GINKGOALES Gorozh. - Main Tree.

Just the one family, 1 genus, 1 species.

Note: In all node characterizations, boldface denotes a possible apomorphy, (....) denotes a feature the exact status of which in the clade is uncertain, [....] includes explanatory material; other text lists features found pretty much throughout the clade. Note that the precise node to which many characters, particularly the more cryptic ones, should be assigned is unclear. This is partly because homoplasy is very common, in addition, basic information for all too many characters is very incomplete, frequently coming from taxa well embedded in the clade of interest and so making the position of any putative apomorphy uncertain.

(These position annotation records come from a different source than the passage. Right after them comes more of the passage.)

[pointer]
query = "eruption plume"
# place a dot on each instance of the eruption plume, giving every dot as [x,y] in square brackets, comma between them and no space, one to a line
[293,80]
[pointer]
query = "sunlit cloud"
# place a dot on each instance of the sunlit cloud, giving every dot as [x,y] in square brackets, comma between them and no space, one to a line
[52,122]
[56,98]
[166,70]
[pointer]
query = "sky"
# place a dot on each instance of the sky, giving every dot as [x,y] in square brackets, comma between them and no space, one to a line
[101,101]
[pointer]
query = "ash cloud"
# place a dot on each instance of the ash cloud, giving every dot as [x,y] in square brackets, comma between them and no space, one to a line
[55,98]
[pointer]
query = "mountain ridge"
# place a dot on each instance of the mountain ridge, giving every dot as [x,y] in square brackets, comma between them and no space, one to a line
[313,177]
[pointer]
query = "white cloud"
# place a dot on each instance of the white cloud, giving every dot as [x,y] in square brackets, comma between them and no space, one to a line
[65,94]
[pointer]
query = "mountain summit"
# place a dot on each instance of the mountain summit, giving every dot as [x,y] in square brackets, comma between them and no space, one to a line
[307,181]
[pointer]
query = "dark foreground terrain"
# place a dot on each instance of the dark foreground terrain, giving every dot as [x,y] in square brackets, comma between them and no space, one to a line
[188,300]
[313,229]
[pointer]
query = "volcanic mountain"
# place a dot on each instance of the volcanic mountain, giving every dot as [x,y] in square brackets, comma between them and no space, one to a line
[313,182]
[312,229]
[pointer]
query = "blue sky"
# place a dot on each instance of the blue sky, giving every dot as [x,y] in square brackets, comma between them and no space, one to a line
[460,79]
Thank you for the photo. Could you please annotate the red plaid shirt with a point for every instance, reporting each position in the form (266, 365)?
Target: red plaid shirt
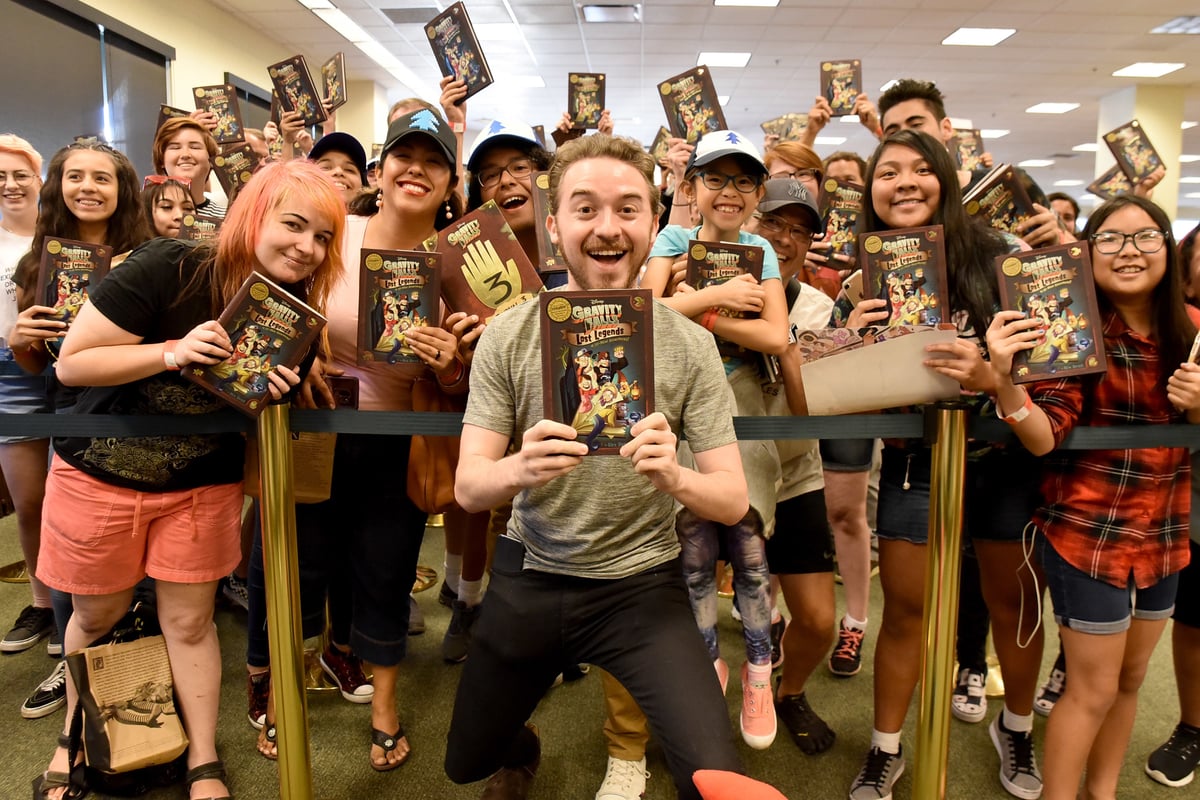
(1115, 512)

Then there are the not-so-trivial issues of how character states are delimited and ancestral states are reconstructed (see above).

seed plants in general.

Synonymy: Ginkgoidae Engler - Ginkgoopsida Engler - Ginkgoophytina Reveal - Ginkgoophyta Bessey

GINKGOACEAE Engler - Ginkgo biloba L.  -  Back to Ginkgoales


Tree, branched, deciduous, with lignotubers; VAM present; biflavones, non-hydrolysable tannins, ability to synthesize S-type lignins; root cortical cell walls with phi [φ] thickenings, ?root hairs; resin canals +; reaction wood on lower side of stem; wood pycnoxylic; torus/margo pits + [tracheid side walls], pits bordered; phloem with scattered fibres; cork cambium subhypodermal; nodes 1:2; sclereids +; stomata perigenous and mesoperigenous, ± stephanocytic s. str., Florin rings ?0; long and short shoots alternating along the axis, short shoots also axillary, bearing sporophores/strobili, wood manoxylic; all leaves with axillary buds; lamina margin lobed, venation dichotomising, open; plant dioecious; microsporangiophore/filament with terminal microsporangia; microsporangia 2/microsporophyll, pendulous, dehiscing by the action of the hypodermis [= endothecium]; pollen exine thin [2³ µm thick], sexine 0 in sulcus; male gametophyte: pollen shed at 4-nucleate stage, germinates in a week or so, 6-nucleate [2 prothallial cells + tube cell + sterile cell + gametes], generative cell delimited by circular anticlinal wall, nucleus lens-shaped, with two lateral globular osmiophilic bodies, tube develops distally, branched, growth haustorial, intracellular, penetrates nucellus, wall with ß-(1,3)(1,4)-glucan, spermatids discharged from swollen proximal part of tube, with plastids, golgi apparatus, ca 1000 cilia; megasporophyll single; ovules 2(-4) together, terminal, unvascularized, integument 12-24 cells across, basal collar +, pollen chamber +; female gametophyte: chlorophyllous; seeds large, 2∠ cm long, platyspermic, fleshy, endotesta/pachychalazal zone alone vascularized; proembryo with 128/256 nuclei in initial phase of free nuclear divisions, plumular leaves differentiated; n = 12, nuclear genome [1 C] ca 12 pg/10.61 Gb, one duplication in the PHYO clade; germination (cotyledons 3).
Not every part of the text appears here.